When she would grab the 4 yr old often it was by his clothing and then she would drag him across the room and he would be laughing or screaming all high pitched which just fed her frenzy. It was a self rewarding type thing going on. My parents also had a pool and he would start getting out of the pool and she would wander over so he would shriek and jump back in the pool and this only took a few times for her to see it as some crazy but very fun game and soon the kid could not get out of the pool as when he tried she would race over barking at him like crazy and what would he do? He would shriek and jump back in the pool. She saw that as a reward as she was controlling him and being a herder she LOVED control. He thought it was so funny until he actually did want to get out and she would not let him. It was his behavior that drove her and I would have to get her and put her in her crate for a while so she would calm down or it would get too crazy. As they aged Jazz and the 4 yr old both calmed down and she so loved that boy right up to the last time I took her down there.
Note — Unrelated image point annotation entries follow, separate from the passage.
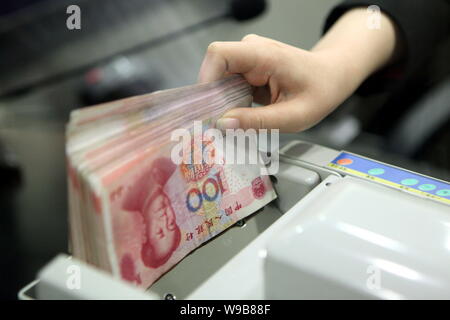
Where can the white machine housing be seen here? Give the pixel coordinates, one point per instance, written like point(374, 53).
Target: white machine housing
point(330, 235)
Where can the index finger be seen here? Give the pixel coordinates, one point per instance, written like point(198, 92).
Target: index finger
point(246, 58)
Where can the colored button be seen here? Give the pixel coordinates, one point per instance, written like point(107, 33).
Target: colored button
point(344, 161)
point(427, 187)
point(443, 192)
point(409, 182)
point(375, 171)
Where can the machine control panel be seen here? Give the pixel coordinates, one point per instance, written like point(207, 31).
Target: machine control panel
point(392, 176)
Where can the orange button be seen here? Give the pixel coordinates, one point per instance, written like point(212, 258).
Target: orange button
point(345, 161)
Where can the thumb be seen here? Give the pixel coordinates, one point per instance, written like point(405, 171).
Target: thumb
point(286, 116)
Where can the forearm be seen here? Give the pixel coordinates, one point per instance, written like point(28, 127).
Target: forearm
point(358, 51)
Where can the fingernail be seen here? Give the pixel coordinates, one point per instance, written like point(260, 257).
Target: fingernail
point(227, 123)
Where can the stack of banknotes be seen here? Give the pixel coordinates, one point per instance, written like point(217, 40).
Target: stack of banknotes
point(136, 211)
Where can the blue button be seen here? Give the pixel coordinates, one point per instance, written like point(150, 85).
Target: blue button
point(443, 192)
point(375, 171)
point(409, 182)
point(427, 187)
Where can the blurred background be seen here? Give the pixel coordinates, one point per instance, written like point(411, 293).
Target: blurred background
point(132, 47)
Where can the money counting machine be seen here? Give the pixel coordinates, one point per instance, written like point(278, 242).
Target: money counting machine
point(343, 227)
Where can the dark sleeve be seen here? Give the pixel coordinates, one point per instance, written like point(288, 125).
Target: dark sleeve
point(422, 25)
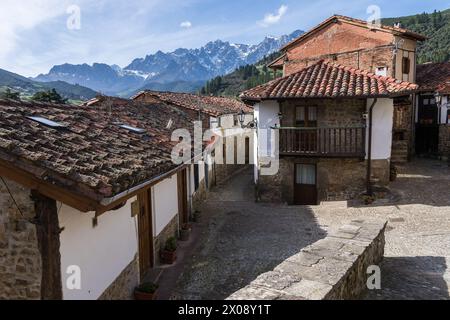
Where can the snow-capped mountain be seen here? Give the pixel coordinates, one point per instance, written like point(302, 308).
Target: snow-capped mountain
point(164, 70)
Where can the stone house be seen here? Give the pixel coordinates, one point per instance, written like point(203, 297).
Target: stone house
point(382, 50)
point(326, 130)
point(432, 116)
point(89, 191)
point(225, 117)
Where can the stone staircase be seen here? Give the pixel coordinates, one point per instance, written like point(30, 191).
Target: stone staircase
point(399, 152)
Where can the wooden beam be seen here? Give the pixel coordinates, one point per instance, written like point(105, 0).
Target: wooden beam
point(79, 202)
point(47, 226)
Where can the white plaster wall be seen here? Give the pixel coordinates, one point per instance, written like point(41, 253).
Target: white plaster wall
point(102, 252)
point(255, 144)
point(383, 116)
point(267, 117)
point(165, 203)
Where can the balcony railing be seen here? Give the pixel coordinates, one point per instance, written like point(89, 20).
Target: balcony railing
point(324, 142)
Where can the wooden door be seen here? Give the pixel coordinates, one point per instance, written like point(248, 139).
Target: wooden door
point(306, 118)
point(145, 230)
point(183, 207)
point(305, 184)
point(427, 130)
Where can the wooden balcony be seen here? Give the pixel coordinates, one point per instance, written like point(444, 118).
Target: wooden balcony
point(349, 142)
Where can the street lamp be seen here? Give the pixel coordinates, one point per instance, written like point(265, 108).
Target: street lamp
point(241, 116)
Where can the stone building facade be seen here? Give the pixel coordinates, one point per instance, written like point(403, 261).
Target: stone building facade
point(20, 258)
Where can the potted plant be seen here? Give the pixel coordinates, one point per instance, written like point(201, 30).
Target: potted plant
point(168, 253)
point(185, 232)
point(146, 291)
point(196, 216)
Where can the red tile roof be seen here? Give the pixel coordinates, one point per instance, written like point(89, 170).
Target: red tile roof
point(434, 77)
point(325, 80)
point(362, 23)
point(213, 106)
point(93, 156)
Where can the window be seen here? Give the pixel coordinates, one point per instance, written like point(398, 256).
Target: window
point(196, 177)
point(305, 174)
point(406, 65)
point(381, 71)
point(306, 116)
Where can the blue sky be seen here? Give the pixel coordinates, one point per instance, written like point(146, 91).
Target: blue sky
point(34, 33)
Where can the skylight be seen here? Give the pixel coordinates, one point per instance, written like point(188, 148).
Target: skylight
point(47, 122)
point(133, 129)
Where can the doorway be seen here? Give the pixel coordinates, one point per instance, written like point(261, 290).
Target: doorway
point(305, 184)
point(183, 207)
point(145, 231)
point(427, 130)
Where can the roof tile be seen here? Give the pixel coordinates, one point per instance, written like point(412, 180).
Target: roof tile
point(325, 80)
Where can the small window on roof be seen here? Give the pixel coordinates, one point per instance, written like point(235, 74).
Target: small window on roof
point(133, 129)
point(47, 122)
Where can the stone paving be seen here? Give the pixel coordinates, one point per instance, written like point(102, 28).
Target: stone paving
point(244, 239)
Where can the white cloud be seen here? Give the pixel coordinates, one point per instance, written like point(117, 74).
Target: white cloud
point(186, 24)
point(270, 18)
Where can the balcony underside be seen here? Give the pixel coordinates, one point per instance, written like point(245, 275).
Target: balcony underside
point(332, 142)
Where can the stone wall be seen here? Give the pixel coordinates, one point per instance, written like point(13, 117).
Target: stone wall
point(334, 268)
point(337, 179)
point(444, 140)
point(171, 230)
point(123, 287)
point(20, 259)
She was 14.5 then and he was 18

So your daughter may be doing something that is making the puppy act that way and high pitched noises and quick movements (both common in kids) can do it!


You do have a lot of great suggestions from everyone.
Reply With Quote Quick reply to this message
 
Old 05-18-2013, 07:49 AM
 
3,339 posts, read 9,296,874 times
Reputation: 4304
Quote:
Originally Posted by mic111 View Post
All of the above. Your daughter should stop playing with him like she is a puppy. She needs to play directed games like fetch. Personally I don't play tug as I don't enjoy my dog learning to fight with me for something even if it is in fun. She can set up some jumps (two buckets and a broom) will give her some to have the dog go over. She can get a box and open both ends and that can be a tunnel for her to send him through. She can teach him sit stay and then hide treats all over the yard or house for him to find. She can teach him to catch a frisbee. There are lots of things she can do with him that don't have him jumping on her. If he does, freezing like a tree is good and/or leaving the room is good. She should be the one in class working with him if possible so that she learns how to train a dog.
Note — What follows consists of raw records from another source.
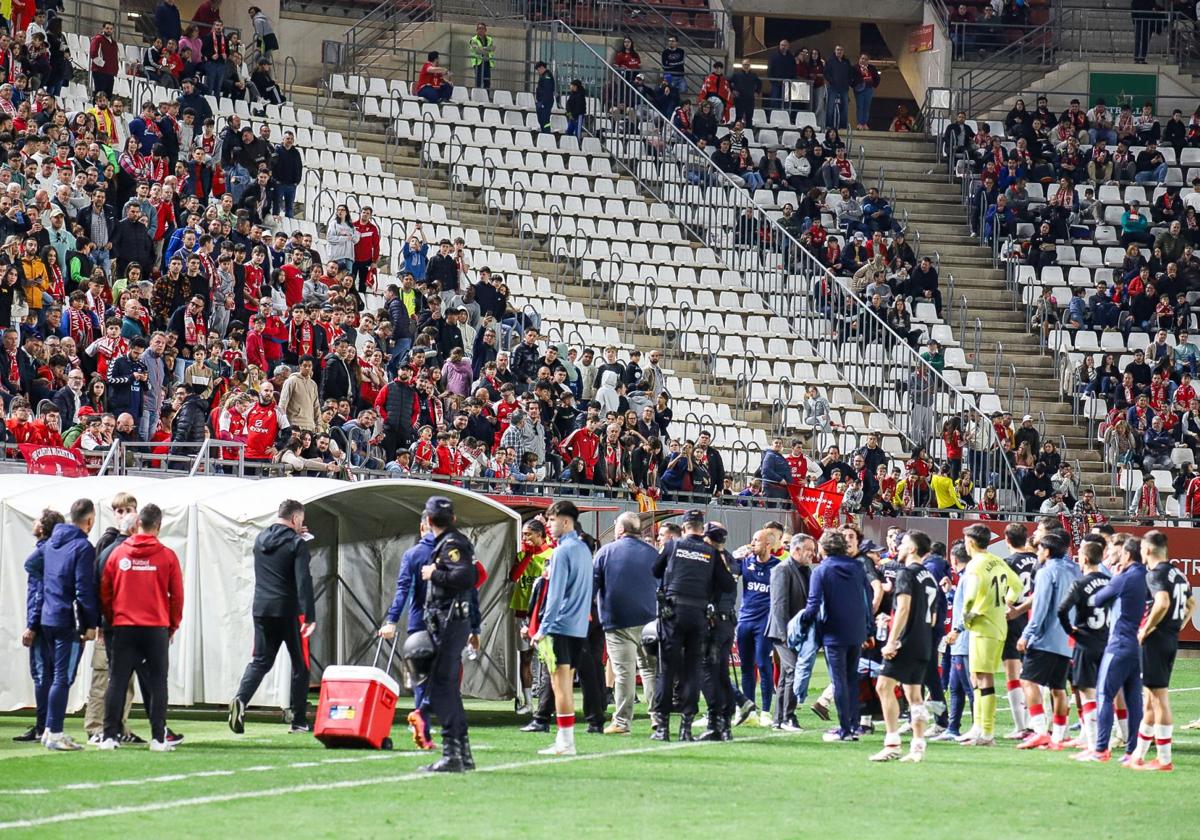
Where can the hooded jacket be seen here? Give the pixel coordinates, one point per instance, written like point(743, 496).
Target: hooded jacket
point(839, 601)
point(1051, 585)
point(143, 586)
point(606, 395)
point(70, 580)
point(282, 582)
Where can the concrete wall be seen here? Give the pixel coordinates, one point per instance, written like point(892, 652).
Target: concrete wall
point(907, 11)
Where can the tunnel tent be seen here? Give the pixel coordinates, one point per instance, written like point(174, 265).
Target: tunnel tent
point(360, 533)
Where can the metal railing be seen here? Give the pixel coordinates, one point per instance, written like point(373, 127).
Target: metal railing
point(811, 303)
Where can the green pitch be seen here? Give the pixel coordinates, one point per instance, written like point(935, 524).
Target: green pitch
point(268, 784)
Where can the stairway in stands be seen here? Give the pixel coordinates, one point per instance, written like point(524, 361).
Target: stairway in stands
point(339, 114)
point(935, 210)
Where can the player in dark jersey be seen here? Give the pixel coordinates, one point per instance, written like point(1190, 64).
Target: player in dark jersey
point(1090, 628)
point(909, 648)
point(1024, 562)
point(1171, 607)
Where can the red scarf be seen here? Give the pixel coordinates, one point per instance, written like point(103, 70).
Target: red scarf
point(300, 339)
point(79, 328)
point(195, 331)
point(1147, 503)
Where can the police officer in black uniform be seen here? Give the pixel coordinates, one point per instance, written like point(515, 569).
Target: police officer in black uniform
point(451, 577)
point(693, 574)
point(723, 624)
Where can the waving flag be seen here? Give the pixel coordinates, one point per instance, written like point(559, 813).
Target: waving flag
point(819, 507)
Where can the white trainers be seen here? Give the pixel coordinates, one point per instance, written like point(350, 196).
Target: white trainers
point(61, 743)
point(557, 749)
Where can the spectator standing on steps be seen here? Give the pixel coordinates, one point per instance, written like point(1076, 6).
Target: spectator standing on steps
point(483, 55)
point(675, 66)
point(433, 82)
point(865, 78)
point(745, 85)
point(544, 95)
point(103, 60)
point(839, 76)
point(780, 70)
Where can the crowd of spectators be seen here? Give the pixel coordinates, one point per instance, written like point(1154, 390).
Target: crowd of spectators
point(1047, 184)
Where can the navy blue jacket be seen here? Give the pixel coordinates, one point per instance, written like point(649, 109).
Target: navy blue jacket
point(839, 601)
point(35, 564)
point(70, 580)
point(409, 583)
point(624, 576)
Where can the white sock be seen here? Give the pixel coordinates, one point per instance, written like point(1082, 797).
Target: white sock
point(1090, 724)
point(1017, 703)
point(1145, 738)
point(1163, 742)
point(1037, 719)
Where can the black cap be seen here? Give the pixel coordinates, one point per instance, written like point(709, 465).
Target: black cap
point(1054, 543)
point(438, 504)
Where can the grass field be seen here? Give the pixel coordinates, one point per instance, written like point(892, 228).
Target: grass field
point(268, 784)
You should try to find some dogs for your dog to play with. They will get all crazy together and the other dogs will give your dog a correction if he gets too crazy and doesn't respect their signals about when they have had enough. He will also get to work off tons of energy that way. Make sure you choose dog savvy dogs and other owners. Many owners don't realize how rough dogs play together and try to stop it when the dogs are having fun. Also if he was taken away from his litter too early he didn't get the training from the adults and other puppies on what is acceptable behavior. If so some of the adult or better mannered dogs he meets will likely be taking him down a peg and as long as he doesn't get hurt (no blood spilled) it is perfectly appropriate for them to do this although it can kind of be scary for you to watch.

Another thing to do is check your food and treats for grains and sugar. I find feeding grain free food and treats that don't contain any sugar gives me much less hyper foster dogs. You'd be surprised how many dog treats have some form of sugar in them.

Tug is actually an excellent game for teaching a puppy self-control. We do this with our dogs: tug, tug, tug, tug, DROP IT, click (we use a clicker) and TREAT. Tug is good for teaching the DROP IT and LEAVE IT commands. It teaches the dog that the game is played on your terms, hot his terms. It's amazing how quickly they catch on to this game if they know there are rewards involved. Eventually, the new behavior becomes hardwired and they no longer expect treats in return for obeying your commands.